La politique économique, peu cohérente, menée sous la présidence de Kwame Nkrumah a amené le pays au bord de la faillite économique, avec une inflation galopante au début des années 1980. Sous la pression du Fonds monétaire international (FMI), Jerry Rawlings a mis en œuvre, à partir de 1981, des réformes économiques draconiennes, concrétisées par des dévaluations successives, un programme de privatisations, l’augmentation des prix des denrées agricoles et des restrictions dans les dépenses gouvernementales. À partir de 1985, le Ghana a renoué avec la croissance économique (6,2 p. 100 par an en moyenne sur la période 2006).

Cette tendance s’est confirmée sous la bonne gouvernance de John Kufuor, au début des années 2000. Les priorités concernent la rigueur monétaire et fiscale, ainsi que l’accélération des privatisations et l’amélioration des services sociaux. Le pays doit faire face à un chômage persistant et à la pauvreté : environ 20 p. 100 de la population active est au chômage, tandis que près de 45 p. 100 des Ghanéens vivent au-dessous du seuil de pauvreté. Même si le Ghana détient un PIB par habitant deux fois supérieur à celui des pays les plus pauvres de l’Afrique de l’Ouest, en raison de ses ressources naturelles (or et bois), il reste très dépendant de l’aide financière et de l’assistance technique internationale.
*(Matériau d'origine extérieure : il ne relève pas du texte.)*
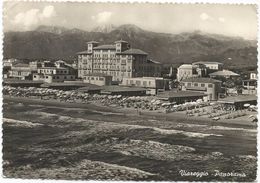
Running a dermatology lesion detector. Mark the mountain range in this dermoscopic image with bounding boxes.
[3,24,257,66]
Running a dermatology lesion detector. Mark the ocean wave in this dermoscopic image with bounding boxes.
[210,126,257,133]
[21,111,223,138]
[3,118,43,128]
[114,124,223,138]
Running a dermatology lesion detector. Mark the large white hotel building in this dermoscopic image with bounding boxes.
[77,40,162,82]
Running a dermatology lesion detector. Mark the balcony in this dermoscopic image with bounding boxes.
[186,86,207,91]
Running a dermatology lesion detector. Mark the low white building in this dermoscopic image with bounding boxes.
[83,73,112,86]
[121,77,170,95]
[192,61,224,72]
[177,64,207,81]
[33,66,75,83]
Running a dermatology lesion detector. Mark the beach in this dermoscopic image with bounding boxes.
[3,96,257,181]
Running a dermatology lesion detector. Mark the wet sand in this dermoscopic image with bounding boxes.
[3,97,257,182]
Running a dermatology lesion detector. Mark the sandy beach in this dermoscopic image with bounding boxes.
[3,95,256,127]
[3,96,257,181]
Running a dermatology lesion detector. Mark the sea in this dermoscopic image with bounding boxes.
[3,100,257,182]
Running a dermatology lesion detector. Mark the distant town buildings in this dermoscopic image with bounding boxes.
[78,40,161,82]
[121,77,170,95]
[33,61,76,83]
[192,61,223,74]
[177,64,207,81]
[8,63,36,80]
[181,78,222,101]
[209,70,239,79]
[83,73,112,86]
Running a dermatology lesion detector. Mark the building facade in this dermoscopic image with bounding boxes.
[242,79,257,95]
[192,61,224,73]
[78,40,161,82]
[33,61,76,83]
[121,77,170,95]
[177,64,207,81]
[83,73,112,86]
[8,63,34,80]
[182,78,222,101]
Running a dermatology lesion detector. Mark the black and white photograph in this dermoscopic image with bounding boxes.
[1,0,258,182]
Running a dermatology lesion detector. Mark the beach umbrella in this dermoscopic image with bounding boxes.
[151,99,156,103]
[209,102,216,105]
[248,115,255,118]
[244,104,250,107]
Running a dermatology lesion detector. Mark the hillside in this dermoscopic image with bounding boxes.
[4,25,257,65]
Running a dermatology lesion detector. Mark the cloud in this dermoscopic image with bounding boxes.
[42,6,56,18]
[11,6,56,30]
[200,13,213,21]
[91,11,113,23]
[218,17,226,23]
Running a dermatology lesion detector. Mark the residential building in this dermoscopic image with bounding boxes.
[121,77,170,95]
[157,90,207,104]
[83,73,112,86]
[218,95,257,110]
[8,63,33,80]
[177,64,207,81]
[33,61,75,83]
[101,86,146,96]
[3,58,19,67]
[78,40,161,82]
[192,61,224,73]
[209,70,239,79]
[242,77,257,95]
[250,71,257,80]
[181,78,222,100]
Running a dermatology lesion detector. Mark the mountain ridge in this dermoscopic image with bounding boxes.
[4,24,257,67]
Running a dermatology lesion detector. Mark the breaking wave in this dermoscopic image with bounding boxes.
[3,118,43,128]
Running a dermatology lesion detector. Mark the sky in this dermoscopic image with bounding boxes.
[3,1,257,40]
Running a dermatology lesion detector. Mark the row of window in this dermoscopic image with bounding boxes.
[84,76,105,81]
[187,83,213,88]
[126,80,152,86]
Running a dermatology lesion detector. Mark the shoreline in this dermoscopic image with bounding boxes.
[3,95,257,128]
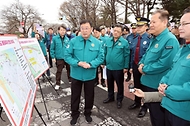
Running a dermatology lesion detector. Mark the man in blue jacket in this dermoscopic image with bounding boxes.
[50,26,70,90]
[65,20,104,125]
[129,17,150,118]
[125,23,138,82]
[138,10,179,126]
[46,27,54,68]
[103,24,130,109]
[93,27,106,87]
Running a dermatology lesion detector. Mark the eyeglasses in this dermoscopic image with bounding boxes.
[80,27,90,31]
[179,22,190,27]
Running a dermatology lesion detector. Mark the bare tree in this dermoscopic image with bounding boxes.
[1,2,43,35]
[117,0,160,19]
[59,0,99,27]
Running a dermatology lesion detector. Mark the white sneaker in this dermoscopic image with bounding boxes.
[55,85,60,90]
[61,81,65,84]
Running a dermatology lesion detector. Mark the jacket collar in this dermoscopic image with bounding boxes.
[79,35,93,42]
[155,28,169,41]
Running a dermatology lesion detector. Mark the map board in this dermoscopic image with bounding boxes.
[19,38,49,79]
[0,36,37,126]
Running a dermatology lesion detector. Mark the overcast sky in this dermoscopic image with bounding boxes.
[0,0,66,23]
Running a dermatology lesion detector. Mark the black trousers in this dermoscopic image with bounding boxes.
[142,85,165,126]
[165,110,190,126]
[106,69,124,102]
[71,78,96,118]
[133,63,147,111]
[47,46,53,67]
[133,63,142,105]
[55,59,71,85]
[96,66,105,84]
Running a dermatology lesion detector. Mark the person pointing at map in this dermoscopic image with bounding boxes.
[50,26,70,90]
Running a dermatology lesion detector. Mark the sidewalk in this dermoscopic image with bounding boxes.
[0,68,151,126]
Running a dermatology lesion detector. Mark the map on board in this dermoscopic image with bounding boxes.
[19,38,49,79]
[0,36,37,126]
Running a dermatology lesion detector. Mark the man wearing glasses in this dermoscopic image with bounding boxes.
[138,10,179,126]
[65,20,104,125]
[128,17,150,118]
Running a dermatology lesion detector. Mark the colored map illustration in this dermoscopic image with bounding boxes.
[21,43,48,79]
[0,48,30,124]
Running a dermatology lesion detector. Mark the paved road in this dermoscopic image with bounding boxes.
[0,68,151,126]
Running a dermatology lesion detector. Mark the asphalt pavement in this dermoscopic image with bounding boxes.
[0,67,151,126]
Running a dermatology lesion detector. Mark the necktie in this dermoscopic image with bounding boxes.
[134,36,141,64]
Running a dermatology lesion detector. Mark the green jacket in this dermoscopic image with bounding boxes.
[38,38,47,56]
[105,36,130,70]
[139,29,179,89]
[65,35,104,81]
[143,92,163,103]
[50,34,69,59]
[161,45,190,121]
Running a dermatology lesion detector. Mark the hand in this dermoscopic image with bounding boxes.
[100,65,105,68]
[52,58,56,62]
[78,61,90,69]
[83,62,90,69]
[78,61,85,67]
[129,69,133,74]
[123,69,128,73]
[158,84,168,96]
[133,88,144,98]
[138,64,144,75]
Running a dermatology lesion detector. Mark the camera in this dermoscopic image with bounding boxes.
[128,84,135,93]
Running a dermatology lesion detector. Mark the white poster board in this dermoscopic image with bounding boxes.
[19,38,49,79]
[0,36,37,126]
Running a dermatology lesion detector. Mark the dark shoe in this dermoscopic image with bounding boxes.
[128,103,140,110]
[117,101,122,109]
[85,116,92,123]
[125,77,131,82]
[101,83,106,87]
[103,98,114,104]
[94,82,98,87]
[137,110,146,118]
[70,118,78,126]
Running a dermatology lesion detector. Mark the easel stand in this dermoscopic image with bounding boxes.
[37,79,50,120]
[0,104,5,122]
[34,105,47,126]
[43,74,59,95]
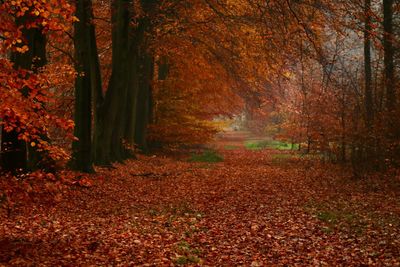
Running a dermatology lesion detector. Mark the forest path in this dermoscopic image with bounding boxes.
[0,133,400,266]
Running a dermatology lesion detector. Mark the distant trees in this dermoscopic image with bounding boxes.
[0,0,400,172]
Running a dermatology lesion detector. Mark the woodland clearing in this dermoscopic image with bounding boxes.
[0,133,400,266]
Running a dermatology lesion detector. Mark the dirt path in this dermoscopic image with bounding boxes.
[0,132,400,266]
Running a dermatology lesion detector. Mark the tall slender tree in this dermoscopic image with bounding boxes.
[72,0,102,172]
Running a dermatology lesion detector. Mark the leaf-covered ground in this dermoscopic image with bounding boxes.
[0,133,400,266]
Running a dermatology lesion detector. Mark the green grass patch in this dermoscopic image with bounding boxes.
[304,201,366,234]
[244,140,299,150]
[189,150,224,163]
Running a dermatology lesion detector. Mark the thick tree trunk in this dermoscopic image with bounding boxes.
[383,0,397,113]
[383,0,399,163]
[71,0,101,172]
[135,52,154,153]
[364,0,374,129]
[95,0,132,165]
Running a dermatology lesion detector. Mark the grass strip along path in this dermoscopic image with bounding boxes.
[0,131,400,266]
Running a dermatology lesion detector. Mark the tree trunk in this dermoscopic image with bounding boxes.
[95,0,132,165]
[364,0,374,129]
[383,0,397,112]
[71,0,101,172]
[135,52,154,153]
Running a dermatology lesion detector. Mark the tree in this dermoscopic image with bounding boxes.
[72,0,103,172]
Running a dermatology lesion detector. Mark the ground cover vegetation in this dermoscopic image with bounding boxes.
[0,0,400,266]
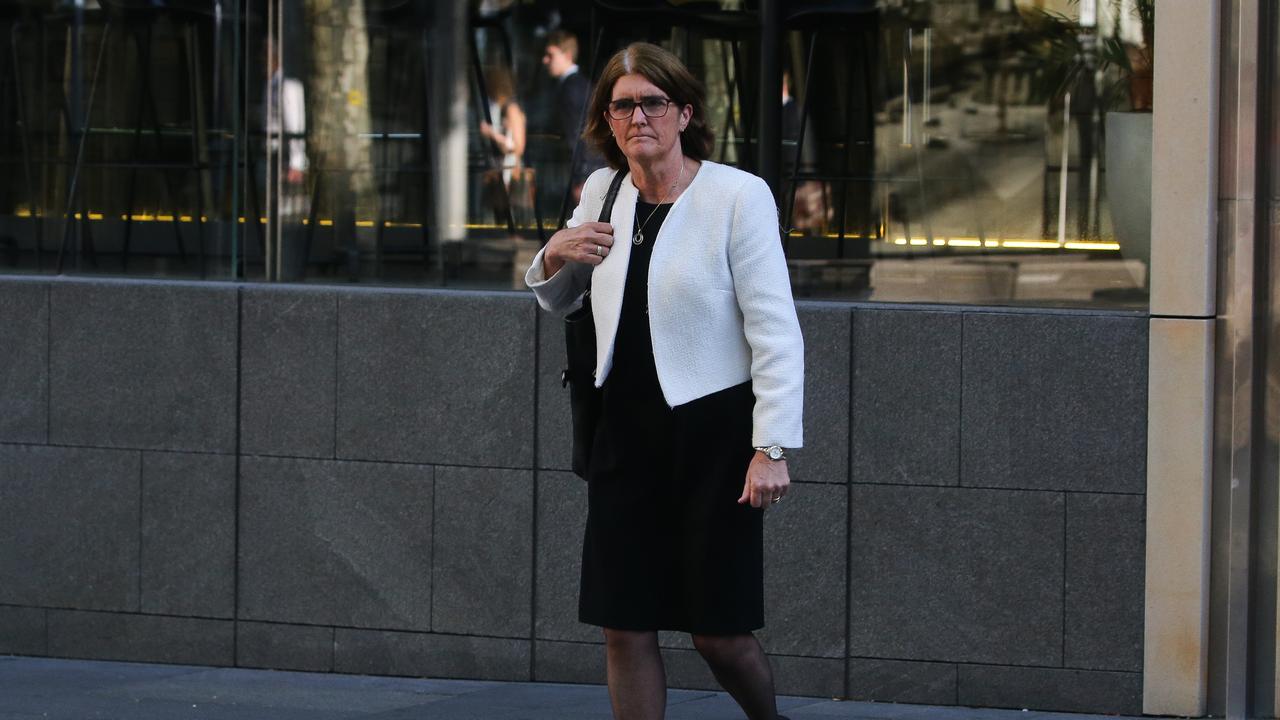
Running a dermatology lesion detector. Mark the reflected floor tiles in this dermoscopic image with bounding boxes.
[0,656,1157,720]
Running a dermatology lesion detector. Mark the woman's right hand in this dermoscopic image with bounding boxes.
[543,222,613,278]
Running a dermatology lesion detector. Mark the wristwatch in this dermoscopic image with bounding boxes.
[755,445,787,461]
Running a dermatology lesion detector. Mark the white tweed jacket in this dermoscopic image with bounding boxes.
[525,160,804,447]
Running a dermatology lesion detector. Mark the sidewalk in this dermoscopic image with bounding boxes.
[0,656,1152,720]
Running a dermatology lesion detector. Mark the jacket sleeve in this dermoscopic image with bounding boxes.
[728,176,804,447]
[525,168,611,315]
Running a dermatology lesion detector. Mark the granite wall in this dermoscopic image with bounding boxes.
[0,277,1147,714]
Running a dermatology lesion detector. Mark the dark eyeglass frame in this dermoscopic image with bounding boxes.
[604,95,676,120]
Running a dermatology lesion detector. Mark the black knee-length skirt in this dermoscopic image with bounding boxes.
[579,366,764,634]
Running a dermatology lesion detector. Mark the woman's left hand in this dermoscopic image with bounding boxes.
[737,451,791,509]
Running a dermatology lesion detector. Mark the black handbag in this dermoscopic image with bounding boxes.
[561,169,627,479]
Limité par le fardeau de sa dette, qui entrave son développement, le Ghana a adhéré en 2001 à l’initiative en faveur des pays pauvres très endettés (PPTE) mise en place par les institutions financières internationales. Cette initiative lui permet d’utiliser des fonds qui auraient dû être consacrés au service de la dette à des fins de développement et de réduction de la pauvreté.
L'agriculture du Ghana

L’agriculture occupe 55 p. 100 de la population active et contribue pour 37,4 p. 100 au PIB. La principale culture d’exportation est le cacao, dont le Ghana est l’un des tout premiers producteurs mondiaux (734 000 t en 2006). Essentiellement cultivé sur le plateau Ashanti, il couvre 40 p. 100 des terres arables. Grande richesse du pays dans les années 1960, le cacao a connu un certain déclin du fait du vieillissement des plants et des très bas prix payés aux producteurs, ainsi que de la concurrence de la Côte d’Ivoire. Des programmes de réhabilitation ont rétabli la situation dans les années 1980. Café, coton, palmiers, bananes, arachides, canne à sucre et tabac sont également cultivés pour l’exportation. Des plantations d’hévéas ont été créées dans le Sud-Ouest. Les principales cultures vivrières sont le sorgho et le maïs.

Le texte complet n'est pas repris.